I am trying to convert ultralytics YOLOv11 to tensorRT. I get a parity mismatch (the output tensors from the torch model do not match the output tensors from the tensorrt model).
Has anybody encountered this issue in the past?
Experimentation:
I am using torch.compile
to convert the torch model to tensorrt. (in the past, I have tried using torch.onnx.export
to convert the model to onnx, and I observe similar parity mismatch there as well [issue LINK])
Minimum Code for reproducibility:
Step 1: modification to the ultralytics codebase to output tensors from every layer:
def _predict_once(self, x, profile=False, visualize=False, embed=None):
"""
Perform a forward pass through the network.
Args:
x (torch.Tensor): The input tensor to the model.
profile (bool): Print the computation time of each layer if True.
visualize (bool): Save the feature maps of the model if True.
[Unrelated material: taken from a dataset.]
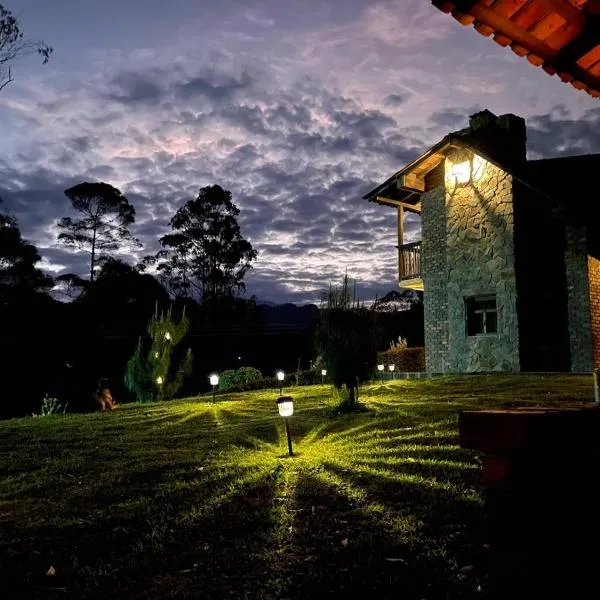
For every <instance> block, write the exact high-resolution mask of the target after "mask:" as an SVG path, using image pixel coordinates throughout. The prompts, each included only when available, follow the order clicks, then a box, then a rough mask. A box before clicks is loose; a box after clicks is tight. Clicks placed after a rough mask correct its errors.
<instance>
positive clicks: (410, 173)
mask: <svg viewBox="0 0 600 600" xmlns="http://www.w3.org/2000/svg"><path fill="white" fill-rule="evenodd" d="M400 187H407V188H410V189H412V190H418V191H419V192H424V191H425V181H423V179H422V178H419V177H418V176H417V175H416V174H415V173H405V174H404V175H402V182H401V183H400Z"/></svg>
embed (list, optional): A list of feature vectors/embeddings to return.
Returns:
(torch.Tensor): The last output of the model.
"""
y, dt, embeddings = [], [], [] # outputs
layer_outputs = [None] * (len(self.model)-1) #-------> store the output for every layer. used for parity comparison
for layer_idx, m in enumerate(self.model):
if m.f != -1: # if not from previous layer
x = y[m.f] if isinstance(m.f, int) else [x if j == -1 else y[j] for j in m.f] # from earlier layers
if profile:
self._profile_one_layer(m, x, dt)
x = m(x) # run
y.append(x if m.i in self.save else None) # save output
if visualize:
feature_visualization(x, m.type, m.i, save_dir=visualize)
if embed and m.i in embed:
embeddings.append(torch.nn.functional.adaptive_avg_pool2d(x, (1, 1)).squeeze(-1).squeeze(-1)) # flatten
if m.i == max(embed):
return torch.unbind(torch.cat(embeddings, 1), dim=0)
if layer_idx < (len(self.model)-1):
layer_outputs[layer_idx] = x.clone()
return x, tuple(layer_outputs)
Step2:
Running the model compilation + parity test:
import torch
from ultralytics import YOLO
import torch_tensorrt
if __name__ == "__main__":
torch.cuda.synchronize()
model_torch = YOLO("yolo11n.pt").model.to(device='cuda')
input_tensor = torch.randint(0, 255, (1, 3, 480, 640), device='cuda').float() / 255.0
layers = list(model_torch.children())[0]
trt_model = torch.compile(model_torch, backend="tensorrt")
with torch.no_grad():
trt_out = trt_model(input_tensor)
torch_out = model_torch(input_tensor)
for i in range(len(torch_out[1])):
print(f"max_delta[{i}] - [{type(layers[i])}] = {torch.max(torch.abs(trt_out[1][i] - torch_out[1][i]))}")
print(f"max_delta[{i+1}] - [{type(layers[-1])}] = {torch.max(torch.abs(trt_out[0][0] - torch_out[0][0]))}")
On running this test, I get the max-delta for each layer to look something like this:
as we can see here, the max delta for some of the layers is very high. can anybody help me figure this out?